The Mental Healthcare Act, 2017, is the latest legislation with specific provisions to deal with mental health in prisons. Apart from requiring all medical officers in jails to be trained to provide basic and emergency mental healthcare, it also requires them to submit quarterly reports to the Mental Health Review Board. The Act also requires the Board members to visit and inspect jails. It also requires the government to set up mental health establishments in the medical unit of at least one prison in each state. Activists say that most of these provisions are not implemented.

Sabika Abbas, a programme officer with CHRI, says that while jail staff is expected to intervene, they are not equipped to deal with such cases. “There is a lack of understanding and execution of these provisions for mental health interventions in prison. They require specialised help from experts but with public hospitals themselves burdened, prisons do not get adequate attention,” she said.

In Maharashtra, there are just 73 medical staff against a sanctioned 100 posts, while among correctional staff, including psychiatrists and psychologists, the vacancies are higher — 117 of the sanctioned 187 are lying vacant.


In 2017, a committee set up to recommend prison reforms had suggested the appointment of counsellors and organising weekly OPD clinics, with experts including psychiatric social workers, in jails. While a circular was issued then by the Directorate of Health Services and was initially followed, it was not sustained.

“There is a definite need for the appointment of counsellors at least in central prisons where there are chances of overcrowding and other issues. Also, given that mental health services are poor even for the general population, long-term prisoners could also be trained for peer-counselling and prison staff can be sensitised,” Vijay Raghavan, project director, Prayas, a field action project of Tata Institute of Social Sciences, said. Raghavan was also a part of the prison reform committee. Other factors, including anxiety about trials, being cut off from family and children, especially for women, also lead to a steady deterioration of mental health among inmates.

“These factors are only given attention when there is an extreme effect on a person. It is then that the inmate is taken to the hospital for psychiatric treatment. For the daily impact that the custodial space causes, there are no particular steps taken.

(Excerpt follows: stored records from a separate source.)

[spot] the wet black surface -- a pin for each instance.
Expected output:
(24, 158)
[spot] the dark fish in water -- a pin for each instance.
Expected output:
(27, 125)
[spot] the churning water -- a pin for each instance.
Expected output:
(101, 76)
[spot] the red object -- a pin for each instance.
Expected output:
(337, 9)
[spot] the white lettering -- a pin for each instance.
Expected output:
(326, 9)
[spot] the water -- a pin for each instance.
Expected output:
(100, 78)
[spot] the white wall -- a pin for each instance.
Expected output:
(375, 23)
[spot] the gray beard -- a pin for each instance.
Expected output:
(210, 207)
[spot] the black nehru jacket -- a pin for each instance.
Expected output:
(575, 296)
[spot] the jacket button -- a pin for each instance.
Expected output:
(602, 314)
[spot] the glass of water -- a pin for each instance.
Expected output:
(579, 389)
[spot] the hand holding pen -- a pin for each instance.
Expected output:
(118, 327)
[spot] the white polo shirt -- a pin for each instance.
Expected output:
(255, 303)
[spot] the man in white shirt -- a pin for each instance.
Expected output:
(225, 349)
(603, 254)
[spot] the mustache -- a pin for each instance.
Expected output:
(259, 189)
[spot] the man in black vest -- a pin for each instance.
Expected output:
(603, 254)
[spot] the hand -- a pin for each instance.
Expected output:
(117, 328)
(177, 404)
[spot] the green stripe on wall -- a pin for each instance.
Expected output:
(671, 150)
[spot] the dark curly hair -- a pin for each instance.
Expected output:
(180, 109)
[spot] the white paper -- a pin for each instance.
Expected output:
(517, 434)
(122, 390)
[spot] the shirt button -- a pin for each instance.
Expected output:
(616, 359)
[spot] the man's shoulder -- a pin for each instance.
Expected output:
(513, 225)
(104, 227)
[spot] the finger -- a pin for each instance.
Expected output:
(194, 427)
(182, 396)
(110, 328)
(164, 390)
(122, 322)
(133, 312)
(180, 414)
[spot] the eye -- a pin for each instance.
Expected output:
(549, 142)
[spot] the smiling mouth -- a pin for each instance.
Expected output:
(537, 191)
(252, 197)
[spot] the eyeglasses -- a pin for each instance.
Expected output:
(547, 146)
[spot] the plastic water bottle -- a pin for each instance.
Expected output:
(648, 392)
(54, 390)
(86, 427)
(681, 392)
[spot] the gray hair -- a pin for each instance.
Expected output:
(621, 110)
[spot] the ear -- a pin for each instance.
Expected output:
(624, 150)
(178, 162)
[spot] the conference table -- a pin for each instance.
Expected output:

Simple steps like keeping the inmate lodged in a jail in a city close to his family, regular video calls — which were not allowed before the lockdown — so that he does not feel abandoned, a good library or access to recreational activities, can go a long way in helping inmates deal with incarceration,” said Wahid Shaikh, who spent over nine years as an undertrial in the 2006 Mumbai train blasts case before being acquitted of all charges. Shaikh now advocates prison reforms and prisoners’ rights.